There’s more to recycling than steel cans and glass bottles.
AUTHOR and science journalist Tanya Ha often asks this question: What do you do in you own home to help the environment?
“Recycling is the first thing people say,” she says. “We’ve been doing it and we’re proud of it. To some degree, it’s second nature.”
National Recycling Week starts tomorrow, coordinated by Planet Ark. There’ll be challenges, swaps and workshops in schools and council areas around the country, and “file flings” in offices to encourage paper recycling.
A recent study released by the Australian Bureau of Statistics reported that 98 percent of households recycle or reuse items around home.
That’s something to celebrate, Ms Ha says, but not something to be satisfied with. (Take aluminium cans: we recycle two out of every three; the Germans, 96 out of 100.)
“We’ve gone into autopilot on day-to-day recycling. We could improve, especially away from home, but generally we do it pretty well. But the ground is shifting under us. There’s a lot more we can do,” she says.
To coincide with Recycling Week, Ms Ha and Planet Ark have released a report called Second Nature, which tracks the past and present and speculates on the future of recycling in Australia.
“The waste we produce says so much about our society: what things we buy, what things we value and what we don’t,” she says.
Normal practices are always changing. In the nineteenth century, rag and bone collectors sold household rags to paper mills, and kitchen bones to makers of buttons, soap, glue and gelatine. Until the 1960s, glass drink bottles were all refillable.
Ms Ha says our reasons for recycling have also changed, from concern about sanitation in the eighteenth century, and the need for thrift during the war eras, to worries about landfill capacity in the ’60s and ’70s, when consumption and single-use packaging boomed.
“Now the pressing need is climate change,” she explains, “and the other motivation will be resource security.”
They’re big concerns. Ms Ha says we need a shift in mindset, away from a linear, “cradle-to-grave” approach, and into cyclical, “cradle-to-cradle” thinking.

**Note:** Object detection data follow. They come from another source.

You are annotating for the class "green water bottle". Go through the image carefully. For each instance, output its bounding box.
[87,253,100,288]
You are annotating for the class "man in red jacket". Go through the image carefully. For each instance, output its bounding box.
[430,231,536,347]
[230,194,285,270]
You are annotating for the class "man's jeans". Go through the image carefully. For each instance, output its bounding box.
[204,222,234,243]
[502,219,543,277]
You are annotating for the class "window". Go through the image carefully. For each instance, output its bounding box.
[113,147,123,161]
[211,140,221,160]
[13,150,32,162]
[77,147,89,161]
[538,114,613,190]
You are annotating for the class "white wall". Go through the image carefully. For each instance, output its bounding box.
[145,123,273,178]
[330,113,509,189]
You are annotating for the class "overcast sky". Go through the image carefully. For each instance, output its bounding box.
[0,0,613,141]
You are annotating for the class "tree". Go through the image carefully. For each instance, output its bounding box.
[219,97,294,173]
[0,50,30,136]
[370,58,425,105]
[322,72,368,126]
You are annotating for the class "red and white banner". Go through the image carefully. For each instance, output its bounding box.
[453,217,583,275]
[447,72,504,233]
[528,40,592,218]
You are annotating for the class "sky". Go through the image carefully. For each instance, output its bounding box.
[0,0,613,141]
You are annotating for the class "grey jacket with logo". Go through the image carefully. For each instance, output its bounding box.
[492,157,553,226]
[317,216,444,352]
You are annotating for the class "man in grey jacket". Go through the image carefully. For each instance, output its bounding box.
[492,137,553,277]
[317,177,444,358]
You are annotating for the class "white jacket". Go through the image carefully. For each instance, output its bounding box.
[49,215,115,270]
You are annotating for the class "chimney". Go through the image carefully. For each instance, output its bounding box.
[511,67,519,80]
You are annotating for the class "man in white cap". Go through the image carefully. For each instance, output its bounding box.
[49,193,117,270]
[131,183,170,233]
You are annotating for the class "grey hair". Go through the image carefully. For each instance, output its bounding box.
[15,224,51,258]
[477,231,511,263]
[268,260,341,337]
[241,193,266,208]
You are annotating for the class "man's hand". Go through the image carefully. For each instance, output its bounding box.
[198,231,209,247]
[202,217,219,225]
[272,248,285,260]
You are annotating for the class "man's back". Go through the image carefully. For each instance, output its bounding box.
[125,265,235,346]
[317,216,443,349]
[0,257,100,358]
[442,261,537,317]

Organic waste is the perfect illustration. In 2006-07, material such as food scraps, paper, cardboard, wood and garden clippings comprised nearly two-thirds of everything that went into landfill (PDF).
“In landfill conditions, it produces methane, which is a powerful greenhouse gas. But biodegradable waste is such a useful resource; we need to capture it and put it back into the soil,” she says.
The other challenge is e-waste, such as computers, televisions and batteries. Around Australia, there are 22 million disused mobile phones and accessories languishing in the dark.
Inside are precious resources: 1 tonne of obsolete mobile phones (not including their batteries) can yield 300 grams of gold, over 3 kilograms of silver, about 140 kilograms of copper, among other things.
Until the end of the year, MobileMuster, the industry-funded recycling program, is promoting a “memory muster”. Post or drop-off your old mobile and they’ll send you prints of your six favourite, forgotten photos.
Remember, however, that avoiding consumption is better than recycling the results. Do you really need that new phone, TV or gadget?
With the race on to reduce carbon emissions, Ms Ha says, just worrying about recycling “is like a swimmer just focussing on the tumble turns, not on the laps”.